C, C++, Linux, x86, Python Low latency systems Also: iOS (Objective-C, Cocoa Touch), Ruby, Ruby on Rails, Django, Flask, JavaScript, Java, Bash.

Updated on June 04, 2022

Comments

  • darksky
    darksky almost 2 years

    I am writing an assembler in C for MIPS assembly (so it converts MIPS assembly to machine code).

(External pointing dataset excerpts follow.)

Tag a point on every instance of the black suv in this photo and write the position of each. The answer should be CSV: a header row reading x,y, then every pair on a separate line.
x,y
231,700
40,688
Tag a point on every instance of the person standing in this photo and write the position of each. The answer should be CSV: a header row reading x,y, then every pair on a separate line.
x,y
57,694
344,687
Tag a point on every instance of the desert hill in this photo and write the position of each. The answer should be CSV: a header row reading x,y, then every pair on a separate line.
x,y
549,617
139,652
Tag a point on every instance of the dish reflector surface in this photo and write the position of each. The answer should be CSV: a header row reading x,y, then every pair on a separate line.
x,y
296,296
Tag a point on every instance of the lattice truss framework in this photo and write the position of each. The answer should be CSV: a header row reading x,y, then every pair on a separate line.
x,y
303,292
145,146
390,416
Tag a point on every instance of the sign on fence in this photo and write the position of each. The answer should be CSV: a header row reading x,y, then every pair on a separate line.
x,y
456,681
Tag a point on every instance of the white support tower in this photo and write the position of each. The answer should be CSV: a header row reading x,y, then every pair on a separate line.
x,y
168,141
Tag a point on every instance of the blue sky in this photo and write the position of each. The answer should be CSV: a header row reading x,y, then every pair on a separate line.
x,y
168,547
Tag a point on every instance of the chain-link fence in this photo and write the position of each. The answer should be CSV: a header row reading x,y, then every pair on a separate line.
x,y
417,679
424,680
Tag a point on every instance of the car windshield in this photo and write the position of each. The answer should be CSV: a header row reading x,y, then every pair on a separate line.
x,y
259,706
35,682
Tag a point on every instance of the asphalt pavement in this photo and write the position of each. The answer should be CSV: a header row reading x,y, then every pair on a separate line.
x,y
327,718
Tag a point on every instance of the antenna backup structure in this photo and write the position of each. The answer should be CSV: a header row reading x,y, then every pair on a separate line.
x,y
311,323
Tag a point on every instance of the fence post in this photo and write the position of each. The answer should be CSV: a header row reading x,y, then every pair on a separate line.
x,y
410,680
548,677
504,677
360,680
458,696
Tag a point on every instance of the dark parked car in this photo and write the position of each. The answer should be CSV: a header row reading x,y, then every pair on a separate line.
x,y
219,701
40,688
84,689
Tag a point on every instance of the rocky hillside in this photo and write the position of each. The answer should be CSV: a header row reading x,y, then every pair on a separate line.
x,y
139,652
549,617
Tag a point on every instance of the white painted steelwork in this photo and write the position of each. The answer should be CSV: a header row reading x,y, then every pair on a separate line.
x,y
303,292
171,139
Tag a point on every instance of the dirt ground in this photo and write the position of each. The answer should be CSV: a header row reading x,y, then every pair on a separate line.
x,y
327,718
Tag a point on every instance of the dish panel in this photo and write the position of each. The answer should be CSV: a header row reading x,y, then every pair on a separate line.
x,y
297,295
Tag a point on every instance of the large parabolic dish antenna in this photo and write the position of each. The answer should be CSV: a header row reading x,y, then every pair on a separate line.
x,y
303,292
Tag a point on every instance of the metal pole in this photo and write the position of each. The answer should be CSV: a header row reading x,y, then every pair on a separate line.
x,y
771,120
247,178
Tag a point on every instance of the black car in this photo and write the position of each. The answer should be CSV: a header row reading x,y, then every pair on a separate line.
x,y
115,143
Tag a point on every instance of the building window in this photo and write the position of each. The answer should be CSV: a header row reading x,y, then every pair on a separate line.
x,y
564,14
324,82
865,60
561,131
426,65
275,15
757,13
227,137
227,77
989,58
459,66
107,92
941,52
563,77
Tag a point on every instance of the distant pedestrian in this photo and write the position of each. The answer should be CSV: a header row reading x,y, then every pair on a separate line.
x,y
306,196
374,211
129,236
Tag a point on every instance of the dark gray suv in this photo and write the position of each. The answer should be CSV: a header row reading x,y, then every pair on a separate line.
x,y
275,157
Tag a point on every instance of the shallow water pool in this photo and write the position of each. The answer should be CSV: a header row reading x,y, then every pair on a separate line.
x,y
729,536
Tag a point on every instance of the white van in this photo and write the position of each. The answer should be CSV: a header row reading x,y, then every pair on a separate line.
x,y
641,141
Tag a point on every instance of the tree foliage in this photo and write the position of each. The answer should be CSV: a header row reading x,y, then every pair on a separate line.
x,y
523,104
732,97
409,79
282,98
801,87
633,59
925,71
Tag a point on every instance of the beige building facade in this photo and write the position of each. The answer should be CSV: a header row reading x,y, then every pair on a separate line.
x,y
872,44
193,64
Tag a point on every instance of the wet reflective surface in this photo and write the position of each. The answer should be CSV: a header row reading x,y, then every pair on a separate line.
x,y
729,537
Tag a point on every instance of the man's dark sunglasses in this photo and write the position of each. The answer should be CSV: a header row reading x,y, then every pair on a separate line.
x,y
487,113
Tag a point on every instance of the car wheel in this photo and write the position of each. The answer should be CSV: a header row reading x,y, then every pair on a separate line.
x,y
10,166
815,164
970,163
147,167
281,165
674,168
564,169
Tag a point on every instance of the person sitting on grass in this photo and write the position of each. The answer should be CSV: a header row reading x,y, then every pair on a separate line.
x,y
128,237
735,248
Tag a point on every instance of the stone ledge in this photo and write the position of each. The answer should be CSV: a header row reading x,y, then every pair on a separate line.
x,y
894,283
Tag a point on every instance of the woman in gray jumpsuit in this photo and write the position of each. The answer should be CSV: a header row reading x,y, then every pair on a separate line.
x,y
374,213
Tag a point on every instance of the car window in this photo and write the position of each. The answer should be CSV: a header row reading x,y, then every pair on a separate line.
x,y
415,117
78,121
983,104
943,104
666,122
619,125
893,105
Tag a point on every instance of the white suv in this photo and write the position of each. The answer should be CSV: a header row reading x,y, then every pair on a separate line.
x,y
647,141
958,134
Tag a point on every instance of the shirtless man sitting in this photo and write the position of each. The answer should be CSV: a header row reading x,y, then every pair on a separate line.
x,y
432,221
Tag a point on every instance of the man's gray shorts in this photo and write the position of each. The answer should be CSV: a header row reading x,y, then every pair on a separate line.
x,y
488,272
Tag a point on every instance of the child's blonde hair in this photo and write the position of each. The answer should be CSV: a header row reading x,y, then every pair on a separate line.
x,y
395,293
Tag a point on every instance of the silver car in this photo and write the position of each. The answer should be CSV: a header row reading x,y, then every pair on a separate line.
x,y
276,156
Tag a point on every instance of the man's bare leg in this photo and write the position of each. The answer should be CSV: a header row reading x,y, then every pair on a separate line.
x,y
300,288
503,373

    Now MIPS has three different instructions: R-Type, I-Type and J-Type. However, in the .data. section, we might have something like message: .asciiz "hello world". In this case, how would we convert an ASCII string into machine code for MIPS?

    Thanks

  • darksky
    darksky over 12 years
    Yes I am aware of that. My .data can only have .word or .asciiz. If it is .word then I just convert the number to its 32-bit representation. But how would you represent .asciiz as a machine code instruction? I need to convert it to machine code. So array: .word 0:10 would create 10 instructions of this: 000000000000000000000000000001010
  • Jason LeBrun
    Jason LeBrun over 12 years
    .asciiz Is not a machine code instruction, it's an assembler directive. It tells the assembler that it should store this data in a certain format in the final binary file. In other words, the assembler is in charge of converting your representation of the data into the correct binary format, and storing it that way in the executable file.
  • Variable Length Coder
    Variable Length Coder over 12 years
    You would not represent .asciiz as machine code instructions. Assuming you're implementing a fairly standard ABI, you would store it as a sequence of bytes, each byte containing the ASCII value of one letter, followed by a NUL terminator.
  • darksky
    darksky over 12 years
    Ah right. I'm sorry for using "machine code instruction". I meant a "sequence of bytes". Thank you.
  • Peter Cordes
    Peter Cordes over 5 years
    Insight into what? Why MARS has training wheels on its assembler, and doesn't let you assemble arbitrary bytes where the asm source asks for them? Normally you'd put strings in .section .rodata, where they'll be linked as part of the text segment, but putting them in the text section somewhere they won't be executed is totally fine. Or manually encoding an instruction with .byte 0x20, 0x09, 0x00, 0x01 or something. (Usually no reason to do so, but you can if you want.)
  • Peter Cordes
    Peter Cordes over 5 years
    But if you don't understand what you're doing, it's easy to put data where execution will fall into it, and that can be confusing for beginners, hence the training wheels / nerf padding in MARS. I think its emulator/simulator does run your program from MIPS machine code, though, so I don't think MARS is "assembling" straight into emulator internals, and restricting the .text section to only asm instructions it can parse from text.
  • Peter Cordes
    Peter Cordes over 5 years
    And assuming the input character set is also ASCII (or maybe UTF-8), the assembler should thus simply copy the bytes from the source to the output file (at the current output position), up to the end of quoted string. Although you do need to process C-style escape sequences like \n = 0xa (LF = linefeed).
  • ajxs
    ajxs over 5 years
    Hi Peter, thanks for your response. I'm not concerned with the behavior of MARS here, I was interested into why GAS allows you to use .ascii directives to encode raw bytes into the .text section. I think you've just answered that question though in saying that you can place arbitrary binary data wherever you like using these directives, potentially for manually encoding an instruction. I looked again and yes, objdump will attempt to interpret the binary data you inserted with these directives as instructions.
  • Peter Cordes
    Peter Cordes over 5 years
    Right, objdump can't tell how the bytes got there. It's all just bytes in the assembler's output file. MARS is definitely the exception; most assemblers are like GAS and will happily assemble a line of asm source into bytes in whatever the current section is. It's up to the programmer to make sure that's useful.
  • ajxs
    ajxs over 5 years
    Thank you for clearing this up. This way of looking at things makes perfect sense, and explains why GAS allows this.